Here, the terms of the 2005 Charter make unmistakably clear that the Charter School agreed to the enrollment cap as part of a legally binding agreement. The SRC Resolution, which included the enrollment cap, was “attached [to the 2005 Charter] as Exhibit A and made a part [of the 2005 Charter].” 2005 Charter at 2. The Exhibits, which included the SRC Resolution as Exhibit A, were “incorporated [into the 2005 Charter] by reference as if fully set forth.” Id. at 3 ¶ 6. The Charter School expressly agreed that it “shall comply with the [SRC] Resolution.” Id. at 2 ¶ 1. Finally, the 2005 Charter provided that “[t]his Charter and all Exhibits hereto constitute a legally binding agreement for the Term set forth above and the terms of this Charter cannot be changed absent a written agreement to this Charter signed by both parties.” Id. at 3 ¶ 6 (emphasis supplied). There is no dispute that the Charter School signed the 2005 Charter. By doing so, it agreed to all the terms of the Charter, including the enrollment cap.7
The Charter School's arguments to the contrary lack merit. The Charter School's contention that the enrollment cap was somehow unilaterally imposed without its consent, acquiescence, or agreement is belied by the straightforward text of the 2005 Charter, a “legally binding agreement” signed by the Charter School. The Charter School asserts that it showed its lack of acquiescence to the cap by consistently enrolling more students than permitted by the cap, see Charter School's Brief at 25–28, but this fundamentally flawed assertion demonstrates no such thing. The Charter School's enrollment of more students than permitted by the cap shows only that the Charter School intentionally failed to abide by the legally binding agreement that it had signed. The Charter School's further contention that a charter is not an agreement, see Charter School's Brief at 23, is similarly belied by the text of the 2005 Charter.

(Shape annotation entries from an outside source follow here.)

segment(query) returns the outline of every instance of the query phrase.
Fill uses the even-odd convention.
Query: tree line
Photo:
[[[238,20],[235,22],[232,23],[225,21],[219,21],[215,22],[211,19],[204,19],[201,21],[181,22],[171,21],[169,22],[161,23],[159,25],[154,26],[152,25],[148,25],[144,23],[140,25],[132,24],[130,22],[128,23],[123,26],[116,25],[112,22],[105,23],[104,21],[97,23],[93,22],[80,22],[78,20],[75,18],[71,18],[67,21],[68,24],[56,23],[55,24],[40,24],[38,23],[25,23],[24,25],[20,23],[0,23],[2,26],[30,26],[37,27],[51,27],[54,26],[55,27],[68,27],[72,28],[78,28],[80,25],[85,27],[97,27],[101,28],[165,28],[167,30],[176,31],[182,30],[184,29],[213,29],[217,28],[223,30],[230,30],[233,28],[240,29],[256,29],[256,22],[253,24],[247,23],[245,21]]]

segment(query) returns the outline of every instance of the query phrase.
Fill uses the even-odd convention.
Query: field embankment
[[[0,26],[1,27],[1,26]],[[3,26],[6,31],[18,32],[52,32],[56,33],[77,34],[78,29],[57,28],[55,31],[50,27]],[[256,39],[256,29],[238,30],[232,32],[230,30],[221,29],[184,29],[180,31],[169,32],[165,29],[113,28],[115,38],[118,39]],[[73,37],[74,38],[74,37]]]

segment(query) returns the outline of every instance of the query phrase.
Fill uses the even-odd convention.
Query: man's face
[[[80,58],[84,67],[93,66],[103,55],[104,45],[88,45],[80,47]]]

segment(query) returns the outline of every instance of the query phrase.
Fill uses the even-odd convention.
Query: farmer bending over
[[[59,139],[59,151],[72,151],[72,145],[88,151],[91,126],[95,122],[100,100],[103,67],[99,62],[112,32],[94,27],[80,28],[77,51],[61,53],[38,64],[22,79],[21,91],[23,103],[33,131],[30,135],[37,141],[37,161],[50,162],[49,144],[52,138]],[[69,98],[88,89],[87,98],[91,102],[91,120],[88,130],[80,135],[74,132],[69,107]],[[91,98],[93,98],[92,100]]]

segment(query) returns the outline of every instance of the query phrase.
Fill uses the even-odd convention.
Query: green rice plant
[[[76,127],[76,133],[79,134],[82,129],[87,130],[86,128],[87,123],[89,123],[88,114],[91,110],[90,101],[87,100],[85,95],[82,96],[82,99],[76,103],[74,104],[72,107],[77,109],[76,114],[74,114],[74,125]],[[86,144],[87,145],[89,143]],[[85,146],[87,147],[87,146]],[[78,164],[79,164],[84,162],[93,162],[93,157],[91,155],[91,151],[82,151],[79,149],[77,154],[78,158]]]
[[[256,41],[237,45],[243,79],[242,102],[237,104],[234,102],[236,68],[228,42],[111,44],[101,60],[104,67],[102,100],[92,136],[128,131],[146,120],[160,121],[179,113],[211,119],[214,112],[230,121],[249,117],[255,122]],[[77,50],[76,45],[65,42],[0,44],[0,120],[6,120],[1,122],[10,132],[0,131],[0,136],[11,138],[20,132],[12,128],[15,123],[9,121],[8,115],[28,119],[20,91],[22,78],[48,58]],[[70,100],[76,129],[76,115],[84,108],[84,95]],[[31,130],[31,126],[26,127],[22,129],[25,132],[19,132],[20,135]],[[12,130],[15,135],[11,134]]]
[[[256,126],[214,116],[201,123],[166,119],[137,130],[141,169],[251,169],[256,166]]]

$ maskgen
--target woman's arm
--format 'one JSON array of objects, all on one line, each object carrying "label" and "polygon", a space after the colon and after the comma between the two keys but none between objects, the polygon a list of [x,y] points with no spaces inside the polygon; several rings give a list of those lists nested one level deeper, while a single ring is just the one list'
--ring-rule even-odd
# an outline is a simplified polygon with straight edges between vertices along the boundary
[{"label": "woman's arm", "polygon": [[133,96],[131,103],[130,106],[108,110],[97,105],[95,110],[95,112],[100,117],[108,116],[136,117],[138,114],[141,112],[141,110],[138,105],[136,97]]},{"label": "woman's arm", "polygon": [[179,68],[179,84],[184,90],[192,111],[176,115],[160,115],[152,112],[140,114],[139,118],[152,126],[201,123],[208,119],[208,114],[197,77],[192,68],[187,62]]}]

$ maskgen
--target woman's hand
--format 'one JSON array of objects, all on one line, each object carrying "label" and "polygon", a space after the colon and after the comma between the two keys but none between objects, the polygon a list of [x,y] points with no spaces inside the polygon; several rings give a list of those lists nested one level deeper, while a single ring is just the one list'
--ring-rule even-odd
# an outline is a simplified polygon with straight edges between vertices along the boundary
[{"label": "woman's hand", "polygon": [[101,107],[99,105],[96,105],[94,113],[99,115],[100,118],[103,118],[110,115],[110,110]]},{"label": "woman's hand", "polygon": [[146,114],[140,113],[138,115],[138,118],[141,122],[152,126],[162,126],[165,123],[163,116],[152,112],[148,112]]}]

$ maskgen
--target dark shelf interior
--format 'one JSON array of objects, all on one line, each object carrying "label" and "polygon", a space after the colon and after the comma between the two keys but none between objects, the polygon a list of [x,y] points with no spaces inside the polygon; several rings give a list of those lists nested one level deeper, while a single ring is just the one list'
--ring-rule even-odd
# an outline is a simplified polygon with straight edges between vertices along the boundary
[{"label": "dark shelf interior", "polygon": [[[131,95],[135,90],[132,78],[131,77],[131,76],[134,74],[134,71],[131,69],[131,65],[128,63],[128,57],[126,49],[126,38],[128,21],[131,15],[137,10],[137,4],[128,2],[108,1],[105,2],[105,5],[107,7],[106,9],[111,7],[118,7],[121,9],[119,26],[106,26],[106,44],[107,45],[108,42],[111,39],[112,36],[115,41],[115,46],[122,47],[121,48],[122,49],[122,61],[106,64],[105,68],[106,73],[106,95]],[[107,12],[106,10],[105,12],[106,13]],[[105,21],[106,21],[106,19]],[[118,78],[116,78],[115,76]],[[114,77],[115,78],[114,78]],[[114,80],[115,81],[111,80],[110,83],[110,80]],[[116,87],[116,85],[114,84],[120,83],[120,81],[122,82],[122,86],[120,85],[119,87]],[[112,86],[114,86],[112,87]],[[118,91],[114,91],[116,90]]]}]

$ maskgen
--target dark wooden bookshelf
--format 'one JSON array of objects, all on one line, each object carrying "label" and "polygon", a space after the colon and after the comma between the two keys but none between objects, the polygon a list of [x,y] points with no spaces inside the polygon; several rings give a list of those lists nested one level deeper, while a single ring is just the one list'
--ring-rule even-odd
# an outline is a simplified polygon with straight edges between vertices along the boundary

See 2005 Charter at 3 ¶ 6 (“This Charter and all Exhibits hereto constitute a legally binding agreement․”). Finally, the Charter School's assertion that the enrollment cap was invalid and unenforceable because it was not “in the text of the written charter,” but rather was “merely incorporated by reference” to the SRC Resolution is frivolous. See Charter School's Brief at 19. By the express terms of the 2005 Charter, the SRC Resolution was “attached” to and “made a part” of the 2005 Charter, and the Charter School agreed to “comply with the Resolution.” 2005 Charter at 2.8
For the reasons set forth above, we reverse the order of the Commonwealth Court insofar as it affirmed the Secretary's order requiring the School District to pay the Charter School for those students enrolled over the enrollment cap set forth in the 2005 Charter. Case remanded for proceedings consistent with this opinion.
Chief Justice CASTILLE, Justice SAYLOR, EAKIN and BAER, Justice TODD and Justice STEVENS join the opinion.